Used in Research and Development:
In the field of scientific research, 1-(2,3-dihydro-1,4-benzodioxin-5-yl)-4-[2-(2,3-dihydro-1H-inden-1-yl)ethyl]piperazine serves as a valuable tool for investigating the role of the 5-HT6 receptor in various physiological and pathological processes. Understanding its specific interactions and mechanisms of action can lead to the development of novel therapeutic strategies targeting this receptor.
Used in Drug Design and Development:
The unique properties of 1-(2,3-dihydro-1,4-benzodioxin-5-yl)-4-[2-(2,3-dihydro-1H-inden-1-yl)ethyl]piperazine make it a promising starting point for the design and development of new drugs targeting the 5-HT6 receptor. Its complex chemical structure can be further modified and optimized to enhance its therapeutic potential and selectivity, leading to the creation of more effective treatments for neurological and psychiatric disorders.

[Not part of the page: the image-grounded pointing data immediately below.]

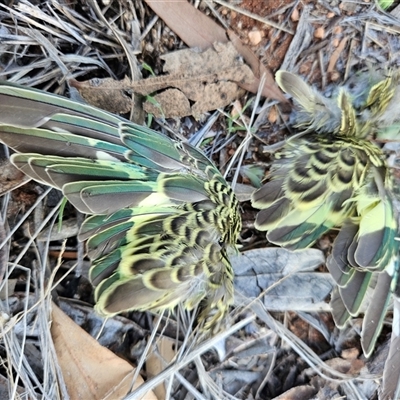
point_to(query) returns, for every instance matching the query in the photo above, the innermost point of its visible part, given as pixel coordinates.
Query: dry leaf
(190, 24)
(107, 94)
(10, 177)
(285, 277)
(209, 79)
(90, 371)
(170, 102)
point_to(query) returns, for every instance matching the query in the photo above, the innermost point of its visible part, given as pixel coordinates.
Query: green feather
(163, 217)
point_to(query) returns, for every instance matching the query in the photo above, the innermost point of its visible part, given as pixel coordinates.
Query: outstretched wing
(163, 216)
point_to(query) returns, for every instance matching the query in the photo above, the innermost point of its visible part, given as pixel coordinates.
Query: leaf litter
(278, 355)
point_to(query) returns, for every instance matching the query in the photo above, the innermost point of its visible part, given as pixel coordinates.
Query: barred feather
(163, 218)
(334, 176)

Check Digit Verification of cas no
The CAS Registry Mumber 153607-45-5 includes 9 digits separated into 3 groups by hyphens. The first part of the number,starting from the left, has 6 digits, 1,5,3,6,0 and 7 respectively; the second part has 2 digits, 4 and 5 respectively.

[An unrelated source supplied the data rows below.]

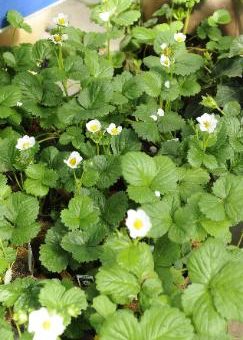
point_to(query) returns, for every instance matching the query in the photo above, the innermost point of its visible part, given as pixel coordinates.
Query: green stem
(240, 240)
(188, 15)
(17, 181)
(47, 138)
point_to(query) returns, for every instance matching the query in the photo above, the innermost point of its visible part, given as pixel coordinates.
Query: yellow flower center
(26, 145)
(73, 161)
(61, 21)
(57, 38)
(114, 131)
(46, 325)
(94, 128)
(206, 124)
(138, 224)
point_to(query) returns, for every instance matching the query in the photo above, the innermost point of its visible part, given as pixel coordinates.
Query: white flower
(163, 46)
(179, 37)
(93, 126)
(44, 325)
(114, 130)
(153, 149)
(8, 276)
(58, 38)
(154, 117)
(105, 16)
(73, 160)
(25, 143)
(33, 72)
(61, 20)
(167, 84)
(138, 223)
(165, 61)
(160, 112)
(207, 122)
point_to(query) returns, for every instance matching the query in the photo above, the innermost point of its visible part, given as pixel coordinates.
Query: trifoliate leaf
(52, 255)
(115, 208)
(138, 260)
(117, 283)
(66, 302)
(165, 323)
(80, 246)
(103, 305)
(212, 207)
(81, 213)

Calculate Digit Verification of CAS Registry Number 153607-45:
(8*1)+(7*5)+(6*3)+(5*6)+(4*0)+(3*7)+(2*4)+(1*5)=125
125 % 10 = 5
So 153607-45-5 is a valid CAS Registry Number.

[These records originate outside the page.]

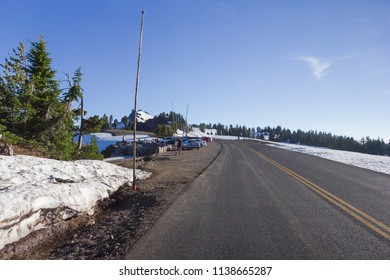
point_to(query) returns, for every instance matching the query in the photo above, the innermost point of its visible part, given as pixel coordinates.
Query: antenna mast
(135, 103)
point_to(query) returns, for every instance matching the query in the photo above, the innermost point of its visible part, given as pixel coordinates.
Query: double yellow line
(359, 215)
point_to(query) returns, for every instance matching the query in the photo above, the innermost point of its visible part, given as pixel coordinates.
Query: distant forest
(37, 110)
(165, 124)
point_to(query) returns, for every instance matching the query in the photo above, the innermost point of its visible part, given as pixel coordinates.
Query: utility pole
(186, 128)
(135, 104)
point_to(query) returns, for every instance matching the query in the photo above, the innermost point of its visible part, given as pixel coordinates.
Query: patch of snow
(371, 162)
(143, 116)
(30, 185)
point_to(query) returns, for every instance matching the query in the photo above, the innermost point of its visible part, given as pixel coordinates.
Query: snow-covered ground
(375, 163)
(29, 186)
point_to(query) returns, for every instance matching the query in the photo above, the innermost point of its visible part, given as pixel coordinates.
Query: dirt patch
(121, 220)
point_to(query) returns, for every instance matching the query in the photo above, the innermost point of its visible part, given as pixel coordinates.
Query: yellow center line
(369, 221)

153607-45-5Relevant articles and documents
Characterization of potent and selective antagonists at postsynaptic 5- HT(1A) receptors in a series of N4-substituted arylpiperazines
Peglion,Canton,Bervoets,Audinot,Brocco,Gobert,Le Marouille-Girardon,Millan
, p. 4044 - 4055 (2007/10/03)
Benzocycloalkyl and benzocycloalkenyl moities linked, directly or via an alkyl chain, to oxygen-bearing heteroarylpiperazines were synthesized, in an attempt to obtain potent and selective antagonists at postsynaptic 5-HT(1A) receptors. From the numerous arylpiperazines described in the literature, 1- (2,3-dihydro-1,4-benzodioxin-5-yl)piperazine (3a) was chosen as a model of an arylpiperazine in view of its selectivity for 5-HT(1A) receptors versus α1- , α2-, and β-adrenergic receptors, as well as dopamine D1 and D2 receptors. Two other closely-related arylpiperazines, 1-(1,5-benzodioxepin- 6-yl)piperazine (3b) and 1-(benzofuran-7-yl)piperazine (3c), were also examined in this study. All compounds showed high affinity at 5-HT(1A) sites (8.10 ≤ pK(i)s ≤ 9.35), and the majority behaved as antagonists in viva in blocking the hypothermia induced by the 5-HT(1A) agonist 8-OH-DPAT in the absence of a marked effect alone at equivalent doses. An in vivo evaluation of dopamine D2 receptor antagonist properties revealed that the majority of compounds was devoid of activity at this site, in marked contrast to BMY 7378 which displayed virtually no selectivity far 5-HT(1A) versus dopamine D2 receptors. Moreover, six compounds of the present series, 8, 10, 11, 14, 25, and, 37, showed > 10-fold selectivity in vitro for 5-HT(1A) versus α1- adrenergic receptors. Compound 14 displayed an optimal compromise between potency (pK(i) = 8.75), marked antagonist activity, and selectivity toward α1-adrenergic (81-fold) and dopamine D2 (195-fold) receptors. These characteristics clearly distinguish 14 from previously-reported ligands such as the postsynaptic 5-HT(1A) antagonist BMY 7378 and the weak partial agonist NAN 190 which, in contrast to the compounds of this series, belong to the well-exemplified class of imido derivatives of (o-methoxyphenyl)piperazines. The availability of 14 (S 15535) should facilitate the further elucidation of the functional role and potential therapeutic significance of 5-HT(1A) receptors.